Kekerasan politik terhadap perempuan bukan hanya menjadi masalah di Indonesia, melainkan global, di mana kasusnya mengalami peningkatan di sebagian besar negara di dunia.
Hasil survei Inter-Parliamentary Union (IPU) pada 2016 yang dilansir oleh Indonesia Election Portal menunjukkan bahwa di seluruh dunia, sebanyak 81,8% perempuan anggota parlemen yang menjadi responden dalam penelitian ini pernah mengalami intimidasi psikologis. Bentuk intimidasi tersebut misalnya, kehadiran mereka dianggap tidak penting, pendapat mereka tidak dianggap serius dan tidak diberikan kesempatan bicara yang sama dengan anggota parlemen laki-laki.

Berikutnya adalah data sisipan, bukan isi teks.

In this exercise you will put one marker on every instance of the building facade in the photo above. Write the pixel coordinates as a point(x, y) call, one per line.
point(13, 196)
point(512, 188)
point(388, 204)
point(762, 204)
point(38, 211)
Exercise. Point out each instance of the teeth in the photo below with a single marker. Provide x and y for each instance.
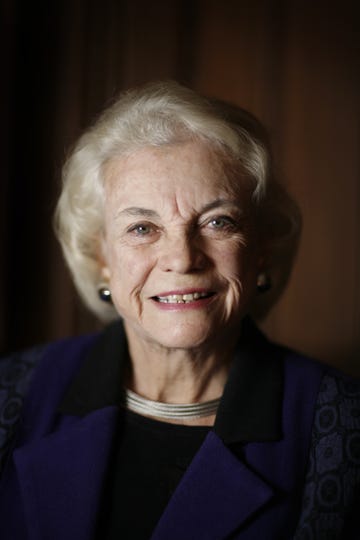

Senator Filipina, Leila de Lima disebut sebagai perempuan tidak bermoral dan pezina lantaran mengkritik kepemimpinan Presiden Rodrigo Duterte.
Dua desa di Masisi, Kongo diserang kelompok militan Nduma Defense of Congo (Renove) dan Alliance of Patriots for a Free and Sovereign Congo (APCLS) dengan tuduhan warga desa memilih calon yang salah. Dikabarkan juga ada dua perempuan mengalami pemerkosaan saat penyerangan terjadi.
Kritik terhadap penguasa juga bisa membuat politisi perempuan kehilangan jabatan bahkan nyawa.
Hanya karena mengkritik wali kota, seorang anggota dewan lokal Bolivia, Juana Quispe didesak mundur oleh wali kota, pendukung wali kota dan banyak anggota dewan lokal. Juana dilarang menghadiri rapat dewan, diskors dan tidak digaji. Sebulan kemudian, ia ditemukan meninggal akibat dibunuh.
Data Komnas Perempuan 2018 yang dikutip oleh Magdalene menunjukkan bentuk kekerasan politik terhadap perempuan yang paling dominan adalah pembunuhan karakter melalui penyerangan bernuansa seksual di medsos. Hal ini pernah menimpa Ketua Umum Partai Solidaritas Indonesia (PSI), Grace Natalie pada September 2018, di mana foto-fotonya disunting sedemikian rupa hingga mengarah pada pornografi.
Pada Desember 2018, Komnas Perempuan kembali mendapat aduan dari seorang perempuan anggota tim sukses kampanye Pilgub DKI Jakarta yang nomornya disebar di tiga aplikasi daring serta foto yang ditandai sebagai "BO" (booking order), suatu istilah yang biasa dikenal dalam dunia prostitusi.